CARLOS SANDOVAL MENDOZA
La Pasión Según la Gente
Mexico, 2000–2002
Banda Filarmonica de Tejalpa, Roberto Zerquera (Perc), Fernando Dominguez (Cl)
Recording technicians: Miguel Rodriguez, Rene Blancas and Marcos Deli
Production: Sireña
Premiere: 2001, Museo de la Ciudad de Mexico
Curator and stage technician: Marcos Deli
2002, 500-CD Edition: Quindecim Recordings-Sireña, QD01153, out of print
Scholarship: H. Ayuntamiento de Jiutepec, PACMYC Morelos
In Ocotepec, every year, the community stages the Passion of Christ across nearly four square kilometres of streets, hills, and open ground. Everyone knows it is staged. Everyone plays their role anyway — neighbors becoming soldiers, a local man becoming Jesus, the whole town performing its own myth with complete conviction. A collective agreement to inhabit a fiction that everyone believes in and nobody mistakes for reality.
Three recording technicians entered the celebration with a single instruction: move freely. No predetermined paths, no fixed positions. If you encounter each other, no problem — but don't stay together long. Jesus moved through the space as he always does — not a fixed center but a gravitational presence, sometimes surrounded by all three microphones, sometimes approached by none.

EDIT-ABLE GEOGRAPHY: NONLINEAR SPATIAL PERSPECTIVE RECORDING
3 RAW STEREO DAT TRACKS MIXED IN A WAY THE LISTENER "TRAVELS" AROUND THE CELEBRATION
AT STAGE, AFTER POSTPRODUCTION. (ONLY YELLOW RECORDER LINKS SHOWN, FOR CLARITY)
The three resulting stereo tracks were synchronized and mixed into a single stage tape. In the edit, I altered the acoustic linearity — the natural physical relationship between a listener and a sound source in space. By shifting the relative volumes of three simultaneous recordings, I constructed trajectories no body could have traveled. The listener moves through Ocotepec in ways that were geometrically impossible at the event. An impossible witness, placed inside the celebration by an edit rather than by presence.

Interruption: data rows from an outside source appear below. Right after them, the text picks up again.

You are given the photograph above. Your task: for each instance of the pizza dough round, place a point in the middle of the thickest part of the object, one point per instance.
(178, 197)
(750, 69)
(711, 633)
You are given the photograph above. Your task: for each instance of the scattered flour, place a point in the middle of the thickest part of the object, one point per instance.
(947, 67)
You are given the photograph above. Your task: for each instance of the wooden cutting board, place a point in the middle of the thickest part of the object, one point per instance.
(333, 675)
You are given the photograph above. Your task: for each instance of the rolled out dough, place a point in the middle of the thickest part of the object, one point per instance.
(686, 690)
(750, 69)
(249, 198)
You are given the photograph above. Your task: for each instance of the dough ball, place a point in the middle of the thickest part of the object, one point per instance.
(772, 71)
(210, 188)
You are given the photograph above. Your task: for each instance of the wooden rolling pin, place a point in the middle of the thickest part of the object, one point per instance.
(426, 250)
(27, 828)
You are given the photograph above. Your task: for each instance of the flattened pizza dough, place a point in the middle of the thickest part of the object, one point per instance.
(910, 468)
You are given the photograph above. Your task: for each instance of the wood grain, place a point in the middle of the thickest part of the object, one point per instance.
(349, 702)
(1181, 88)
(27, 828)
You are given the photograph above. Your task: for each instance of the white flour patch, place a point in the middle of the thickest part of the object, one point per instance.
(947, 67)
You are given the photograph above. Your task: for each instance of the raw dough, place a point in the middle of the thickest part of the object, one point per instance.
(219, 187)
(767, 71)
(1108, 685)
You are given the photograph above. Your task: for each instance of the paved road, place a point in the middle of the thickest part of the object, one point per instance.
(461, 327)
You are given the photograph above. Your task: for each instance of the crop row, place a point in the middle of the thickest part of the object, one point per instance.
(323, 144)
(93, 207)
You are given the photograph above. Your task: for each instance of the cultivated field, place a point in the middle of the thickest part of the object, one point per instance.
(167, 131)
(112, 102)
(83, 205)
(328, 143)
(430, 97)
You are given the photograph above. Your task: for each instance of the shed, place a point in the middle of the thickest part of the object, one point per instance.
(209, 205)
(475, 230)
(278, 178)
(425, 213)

At the premiere, percussion, clarinet, and brass band played on stage while the tape surrounded the audience from behind. The concert hall became, temporarily, Ocotepec.
This is Field Logic as sacred geography: three free-moving nodes, a gravitational attractor at the center, no conductor, a global form emerging from purely local decisions.
La Pasión según la Gente is the mother piece of much of what followed — Mextoys, The Mexican National Anthem, Teleprompter, Hearing in Bed, Fatalismo Mágico, and others. The question it asked first — what does collective behavior look like when everyone is simultaneously sincere and performing — has not stopped producing answers.